If an infinite series converges, then the individual terms (of the underlying sequence being summed) must converge to 0. This can be phrased as a simple divergence test: If limn→∞an either does not exist, or exists but is nonzero, then the infinite series ∑nan diverges. Otherwise, the test is inconclusive.

What happens if divergence is positive? ›

Positive divergence indicates a move higher in the price of the asset is possible. Negative divergence signals that a move lower in the asset is possible. Divergence can occur between the price of an asset and almost any technical or fundamental indicator or data.

What does the divergence test tell us? ›

The divergence test tells us that if the limit of the summand (the term in the summation) is not zero, then the infinite series must diverge. However, the divergence test does not tell us anything about the series in question if the limit is 0.

What does a divergence test measure? ›

*The divergence test can determine whether a series diverges, and if it does diverge, it can't possibly converge. But the divergence test is not a test for convergence. A series can pass the divergence test (appear to converge), and still diverge when subjected to another test.

Why is the converse not always true? ›

The truth value of the converse of a statement is not always the same as the original statement. For example, the converse of "All tigers are mammals" is "All mammals are tigers." This is certainly not true. The converse of a definition, however, must always be true.
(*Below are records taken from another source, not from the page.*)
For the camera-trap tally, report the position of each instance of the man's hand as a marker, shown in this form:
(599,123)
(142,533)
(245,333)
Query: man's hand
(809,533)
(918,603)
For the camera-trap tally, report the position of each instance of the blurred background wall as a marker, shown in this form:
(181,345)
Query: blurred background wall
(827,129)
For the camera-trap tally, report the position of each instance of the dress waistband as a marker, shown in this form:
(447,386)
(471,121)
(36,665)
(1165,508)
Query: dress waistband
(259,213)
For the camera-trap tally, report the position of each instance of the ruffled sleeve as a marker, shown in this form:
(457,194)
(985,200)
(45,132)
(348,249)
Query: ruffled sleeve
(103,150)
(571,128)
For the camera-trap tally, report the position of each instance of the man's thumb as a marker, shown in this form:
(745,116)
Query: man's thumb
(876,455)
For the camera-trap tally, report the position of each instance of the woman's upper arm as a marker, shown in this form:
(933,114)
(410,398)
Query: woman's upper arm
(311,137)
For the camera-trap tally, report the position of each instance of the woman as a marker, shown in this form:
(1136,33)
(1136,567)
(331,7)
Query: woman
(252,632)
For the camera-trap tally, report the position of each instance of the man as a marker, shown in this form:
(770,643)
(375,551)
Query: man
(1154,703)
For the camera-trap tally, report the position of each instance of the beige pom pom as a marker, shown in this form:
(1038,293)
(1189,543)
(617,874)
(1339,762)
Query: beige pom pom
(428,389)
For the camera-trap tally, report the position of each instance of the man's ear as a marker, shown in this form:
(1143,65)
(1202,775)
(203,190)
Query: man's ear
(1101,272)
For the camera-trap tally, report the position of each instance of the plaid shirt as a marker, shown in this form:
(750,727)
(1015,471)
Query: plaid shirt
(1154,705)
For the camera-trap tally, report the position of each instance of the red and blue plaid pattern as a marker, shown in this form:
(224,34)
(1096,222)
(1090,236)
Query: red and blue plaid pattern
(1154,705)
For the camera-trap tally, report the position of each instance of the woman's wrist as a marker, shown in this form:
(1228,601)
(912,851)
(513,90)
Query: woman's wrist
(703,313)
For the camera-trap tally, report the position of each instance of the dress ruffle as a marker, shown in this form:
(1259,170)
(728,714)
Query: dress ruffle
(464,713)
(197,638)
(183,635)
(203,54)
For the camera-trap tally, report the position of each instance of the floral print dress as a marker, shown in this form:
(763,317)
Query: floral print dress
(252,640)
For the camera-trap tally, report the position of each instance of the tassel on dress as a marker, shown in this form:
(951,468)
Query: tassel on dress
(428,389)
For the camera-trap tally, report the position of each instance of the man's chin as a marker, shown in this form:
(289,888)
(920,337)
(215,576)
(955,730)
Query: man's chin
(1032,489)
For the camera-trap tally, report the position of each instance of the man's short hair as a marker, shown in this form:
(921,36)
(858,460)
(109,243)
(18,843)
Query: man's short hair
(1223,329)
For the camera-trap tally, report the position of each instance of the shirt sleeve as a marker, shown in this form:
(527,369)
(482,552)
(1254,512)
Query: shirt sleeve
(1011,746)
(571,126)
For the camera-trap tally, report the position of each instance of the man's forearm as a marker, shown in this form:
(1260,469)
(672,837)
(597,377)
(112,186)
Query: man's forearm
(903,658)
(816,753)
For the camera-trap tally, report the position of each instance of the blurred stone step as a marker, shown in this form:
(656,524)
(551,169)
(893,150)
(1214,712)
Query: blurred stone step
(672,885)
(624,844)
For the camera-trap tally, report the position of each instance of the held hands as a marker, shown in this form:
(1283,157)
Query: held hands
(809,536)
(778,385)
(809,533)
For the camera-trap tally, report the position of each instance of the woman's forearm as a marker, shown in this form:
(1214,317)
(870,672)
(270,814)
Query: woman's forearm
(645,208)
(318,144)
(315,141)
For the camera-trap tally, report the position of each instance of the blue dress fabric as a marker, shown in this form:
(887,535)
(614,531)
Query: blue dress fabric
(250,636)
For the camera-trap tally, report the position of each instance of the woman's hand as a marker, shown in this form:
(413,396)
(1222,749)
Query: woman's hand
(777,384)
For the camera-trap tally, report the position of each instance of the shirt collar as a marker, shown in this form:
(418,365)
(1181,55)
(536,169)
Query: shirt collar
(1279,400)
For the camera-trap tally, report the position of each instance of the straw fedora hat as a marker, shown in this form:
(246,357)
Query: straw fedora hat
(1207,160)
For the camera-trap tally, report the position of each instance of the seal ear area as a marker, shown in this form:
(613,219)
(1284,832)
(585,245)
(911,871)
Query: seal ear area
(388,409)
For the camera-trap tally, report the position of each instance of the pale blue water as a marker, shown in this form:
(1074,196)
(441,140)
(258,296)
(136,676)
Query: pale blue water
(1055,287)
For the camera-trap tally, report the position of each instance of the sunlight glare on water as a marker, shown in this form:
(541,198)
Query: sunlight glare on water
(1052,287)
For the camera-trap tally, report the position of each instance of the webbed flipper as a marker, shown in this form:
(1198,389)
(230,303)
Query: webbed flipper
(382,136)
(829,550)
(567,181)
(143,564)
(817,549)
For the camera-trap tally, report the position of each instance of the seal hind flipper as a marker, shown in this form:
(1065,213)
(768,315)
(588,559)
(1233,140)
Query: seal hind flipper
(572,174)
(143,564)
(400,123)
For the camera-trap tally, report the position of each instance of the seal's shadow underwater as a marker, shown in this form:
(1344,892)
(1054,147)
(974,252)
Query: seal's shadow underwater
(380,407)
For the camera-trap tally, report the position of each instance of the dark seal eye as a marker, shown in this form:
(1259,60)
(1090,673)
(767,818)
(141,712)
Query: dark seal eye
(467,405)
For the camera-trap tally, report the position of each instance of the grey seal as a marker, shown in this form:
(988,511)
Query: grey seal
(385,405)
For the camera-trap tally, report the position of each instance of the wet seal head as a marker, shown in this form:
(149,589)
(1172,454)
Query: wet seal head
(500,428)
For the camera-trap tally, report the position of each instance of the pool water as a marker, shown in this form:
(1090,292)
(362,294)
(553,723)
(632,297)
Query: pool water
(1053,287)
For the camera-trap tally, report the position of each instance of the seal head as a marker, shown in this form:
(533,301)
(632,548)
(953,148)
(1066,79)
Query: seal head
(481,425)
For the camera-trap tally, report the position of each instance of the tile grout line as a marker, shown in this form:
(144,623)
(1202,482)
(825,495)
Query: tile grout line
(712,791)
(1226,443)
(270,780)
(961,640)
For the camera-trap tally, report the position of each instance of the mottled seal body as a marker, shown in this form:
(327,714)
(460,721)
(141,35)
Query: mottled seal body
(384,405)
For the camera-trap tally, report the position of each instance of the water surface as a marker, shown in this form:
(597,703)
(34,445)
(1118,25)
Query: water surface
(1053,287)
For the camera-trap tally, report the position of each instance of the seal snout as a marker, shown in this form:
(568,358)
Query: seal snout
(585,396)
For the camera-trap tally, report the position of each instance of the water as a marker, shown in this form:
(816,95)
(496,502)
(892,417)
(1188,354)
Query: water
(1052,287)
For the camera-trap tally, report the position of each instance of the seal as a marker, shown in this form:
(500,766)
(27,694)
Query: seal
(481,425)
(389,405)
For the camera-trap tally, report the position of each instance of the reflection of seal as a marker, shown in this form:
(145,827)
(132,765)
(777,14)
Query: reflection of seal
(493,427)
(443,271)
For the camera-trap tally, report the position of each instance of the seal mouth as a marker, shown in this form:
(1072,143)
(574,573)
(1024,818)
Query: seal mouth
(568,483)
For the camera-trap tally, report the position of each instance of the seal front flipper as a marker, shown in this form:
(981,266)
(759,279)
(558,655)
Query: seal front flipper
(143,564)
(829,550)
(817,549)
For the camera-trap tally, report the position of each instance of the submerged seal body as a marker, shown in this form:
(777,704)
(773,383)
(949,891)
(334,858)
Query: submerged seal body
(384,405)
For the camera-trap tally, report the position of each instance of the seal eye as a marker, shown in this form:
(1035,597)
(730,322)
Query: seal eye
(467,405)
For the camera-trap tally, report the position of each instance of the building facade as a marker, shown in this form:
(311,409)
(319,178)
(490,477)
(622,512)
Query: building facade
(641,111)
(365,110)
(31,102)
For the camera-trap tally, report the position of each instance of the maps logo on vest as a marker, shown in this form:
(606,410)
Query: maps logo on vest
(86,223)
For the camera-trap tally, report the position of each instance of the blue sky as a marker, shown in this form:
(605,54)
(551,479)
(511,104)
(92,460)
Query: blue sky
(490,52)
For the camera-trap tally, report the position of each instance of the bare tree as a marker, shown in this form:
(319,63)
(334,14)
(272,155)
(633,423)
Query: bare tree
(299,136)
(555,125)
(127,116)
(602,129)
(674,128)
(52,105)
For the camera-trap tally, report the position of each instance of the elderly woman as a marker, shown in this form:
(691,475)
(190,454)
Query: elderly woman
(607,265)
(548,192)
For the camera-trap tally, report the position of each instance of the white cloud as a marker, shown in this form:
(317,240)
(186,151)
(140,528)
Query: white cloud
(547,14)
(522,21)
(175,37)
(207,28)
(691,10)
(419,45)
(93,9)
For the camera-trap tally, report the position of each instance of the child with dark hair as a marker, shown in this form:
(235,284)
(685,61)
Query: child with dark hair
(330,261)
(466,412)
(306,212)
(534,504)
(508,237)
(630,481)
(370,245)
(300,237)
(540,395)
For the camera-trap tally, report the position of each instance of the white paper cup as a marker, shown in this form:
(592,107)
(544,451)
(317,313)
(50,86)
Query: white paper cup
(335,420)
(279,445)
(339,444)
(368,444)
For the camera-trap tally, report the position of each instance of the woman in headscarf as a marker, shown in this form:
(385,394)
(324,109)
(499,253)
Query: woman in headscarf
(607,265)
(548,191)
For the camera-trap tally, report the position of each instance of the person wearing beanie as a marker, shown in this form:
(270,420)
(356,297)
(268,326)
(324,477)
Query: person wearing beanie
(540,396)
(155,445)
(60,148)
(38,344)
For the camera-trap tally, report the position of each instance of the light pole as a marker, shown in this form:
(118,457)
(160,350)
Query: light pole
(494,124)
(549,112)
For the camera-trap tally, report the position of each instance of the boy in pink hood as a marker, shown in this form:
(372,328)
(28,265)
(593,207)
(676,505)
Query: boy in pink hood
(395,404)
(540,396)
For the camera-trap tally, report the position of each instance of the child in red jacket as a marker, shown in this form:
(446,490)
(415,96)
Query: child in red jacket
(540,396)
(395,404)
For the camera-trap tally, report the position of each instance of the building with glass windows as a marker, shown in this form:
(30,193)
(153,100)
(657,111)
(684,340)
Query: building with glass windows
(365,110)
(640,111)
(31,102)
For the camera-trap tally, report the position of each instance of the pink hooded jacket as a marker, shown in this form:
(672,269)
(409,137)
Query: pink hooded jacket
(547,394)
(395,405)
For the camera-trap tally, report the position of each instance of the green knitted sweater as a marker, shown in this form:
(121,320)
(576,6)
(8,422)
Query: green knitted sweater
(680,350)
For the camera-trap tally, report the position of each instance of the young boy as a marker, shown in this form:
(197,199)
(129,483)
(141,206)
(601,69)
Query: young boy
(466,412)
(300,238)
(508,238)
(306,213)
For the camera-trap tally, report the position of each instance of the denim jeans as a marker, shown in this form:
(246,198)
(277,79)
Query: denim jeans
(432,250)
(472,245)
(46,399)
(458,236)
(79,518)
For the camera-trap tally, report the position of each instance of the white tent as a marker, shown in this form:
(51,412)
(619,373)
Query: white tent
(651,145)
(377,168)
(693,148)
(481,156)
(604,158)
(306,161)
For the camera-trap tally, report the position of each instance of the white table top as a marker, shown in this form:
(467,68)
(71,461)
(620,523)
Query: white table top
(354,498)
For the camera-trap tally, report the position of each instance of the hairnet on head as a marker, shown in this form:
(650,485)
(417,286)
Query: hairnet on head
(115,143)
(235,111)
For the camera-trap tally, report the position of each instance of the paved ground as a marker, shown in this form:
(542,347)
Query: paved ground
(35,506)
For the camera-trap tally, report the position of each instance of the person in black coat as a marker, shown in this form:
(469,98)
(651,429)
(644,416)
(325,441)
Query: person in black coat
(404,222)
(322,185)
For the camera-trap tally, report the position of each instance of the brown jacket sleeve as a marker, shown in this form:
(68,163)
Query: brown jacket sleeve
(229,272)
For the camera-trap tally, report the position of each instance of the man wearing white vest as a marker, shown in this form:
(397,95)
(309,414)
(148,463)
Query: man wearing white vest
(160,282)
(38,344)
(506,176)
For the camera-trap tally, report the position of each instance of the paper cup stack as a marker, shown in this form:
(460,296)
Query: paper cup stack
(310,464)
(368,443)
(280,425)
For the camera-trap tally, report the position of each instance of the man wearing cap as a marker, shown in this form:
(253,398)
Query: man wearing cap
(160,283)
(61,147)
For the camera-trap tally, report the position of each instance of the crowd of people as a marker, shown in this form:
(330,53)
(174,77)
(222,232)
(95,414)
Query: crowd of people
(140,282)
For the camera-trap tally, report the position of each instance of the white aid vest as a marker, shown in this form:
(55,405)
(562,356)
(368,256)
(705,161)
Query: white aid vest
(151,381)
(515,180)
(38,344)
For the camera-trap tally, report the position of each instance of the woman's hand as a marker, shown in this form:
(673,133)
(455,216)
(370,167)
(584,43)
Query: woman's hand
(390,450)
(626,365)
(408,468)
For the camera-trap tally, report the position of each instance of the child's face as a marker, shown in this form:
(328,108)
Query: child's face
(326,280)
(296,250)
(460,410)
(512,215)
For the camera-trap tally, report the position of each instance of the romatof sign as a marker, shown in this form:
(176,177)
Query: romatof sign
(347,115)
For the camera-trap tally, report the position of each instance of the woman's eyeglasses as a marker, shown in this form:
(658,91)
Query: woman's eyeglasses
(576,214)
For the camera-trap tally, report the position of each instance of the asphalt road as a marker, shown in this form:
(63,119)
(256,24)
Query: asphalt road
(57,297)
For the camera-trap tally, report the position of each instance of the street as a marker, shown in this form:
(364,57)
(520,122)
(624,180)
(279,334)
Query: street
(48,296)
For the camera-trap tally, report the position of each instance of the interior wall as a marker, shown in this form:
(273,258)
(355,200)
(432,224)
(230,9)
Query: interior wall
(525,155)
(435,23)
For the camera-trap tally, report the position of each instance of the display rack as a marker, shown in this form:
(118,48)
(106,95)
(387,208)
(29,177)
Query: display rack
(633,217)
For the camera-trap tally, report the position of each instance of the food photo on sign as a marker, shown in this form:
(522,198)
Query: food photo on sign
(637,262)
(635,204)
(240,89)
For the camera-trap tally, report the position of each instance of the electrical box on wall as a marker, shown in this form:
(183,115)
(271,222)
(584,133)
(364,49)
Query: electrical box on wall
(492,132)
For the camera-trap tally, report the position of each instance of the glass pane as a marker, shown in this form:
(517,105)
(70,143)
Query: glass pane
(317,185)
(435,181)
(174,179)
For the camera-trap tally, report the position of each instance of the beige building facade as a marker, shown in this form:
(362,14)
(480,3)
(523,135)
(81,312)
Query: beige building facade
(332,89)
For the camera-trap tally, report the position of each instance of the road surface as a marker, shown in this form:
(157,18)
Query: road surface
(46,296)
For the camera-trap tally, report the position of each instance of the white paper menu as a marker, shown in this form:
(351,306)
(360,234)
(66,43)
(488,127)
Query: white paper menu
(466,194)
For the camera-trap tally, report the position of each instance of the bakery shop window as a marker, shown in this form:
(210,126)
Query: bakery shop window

Does failing Alternating Series Test prove divergence? ›

, Sal says, "Now once again, if something does not pass the Alternating Series Test, that does not necessarily mean that it diverges; it just means that you couldn't use the Alternating Series Test to prove that it converges."

Is divergence of a vector always positive? ›

If the vector field is increasing in magnitude as you move along the flow of a vector field, then the divergence is positive. If the vector field is decreasing in magnitude as you move along the flow of a vector field, then the divergence is negative.

Why is divergence theorem true? ›

The divergence theorem follows from the fact that if a volume V is partitioned into separate parts, the flux out of the original volume is equal to the sum of the flux out of each component volume.